RNA is a ubiquitous biopolymer that performs a multitude of essential cellular functions involving the maintenance, transfer, and processing of genetic information. RNA is unique in that it can carry both genetic information and catalytic function. Its secondary structure domains, which fold stably and independently, assemble hierarchically into modular tertiary structures. Studies of these folding events are key to understanding how catalytic RNAs (ribozymes) are able to position reaction components for site-specific chemistry. We have made use of fluorescence techniques to monitor the rates and free energies of folding of the small hairpin and hepatitis delta virus (HDV) ribozymes, found in satellite RNAs of plant and the human hepatitis B viruses, respectively.

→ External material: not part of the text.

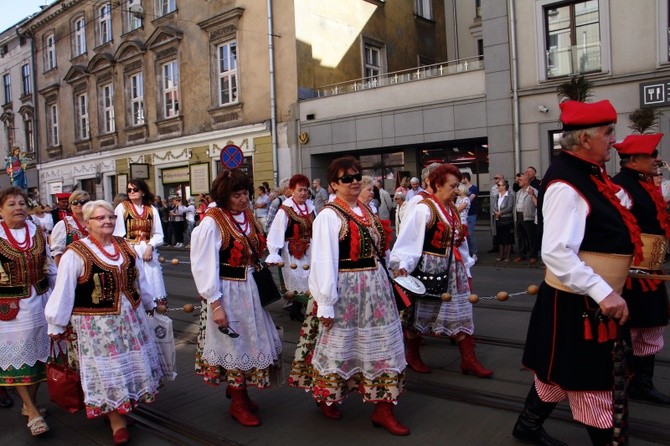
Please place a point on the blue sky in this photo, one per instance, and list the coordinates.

In particular, fluorescence resonance energy transfer (FRET) has been employed to monitor global conformational changes, and 2-aminopurine fluorescence quenching to probe for local structural rearrangements. In this review we illuminate what we have learned about the reaction pathways of the hairpin and HDV ribozymes, and how our results have complemented other biochemical and biophysical investigations. The structural transitions observed in these two small catalytic RNAs are likely to be found in many other biological RNAs, and the described fluorescence techniques promise to be broadly applicable.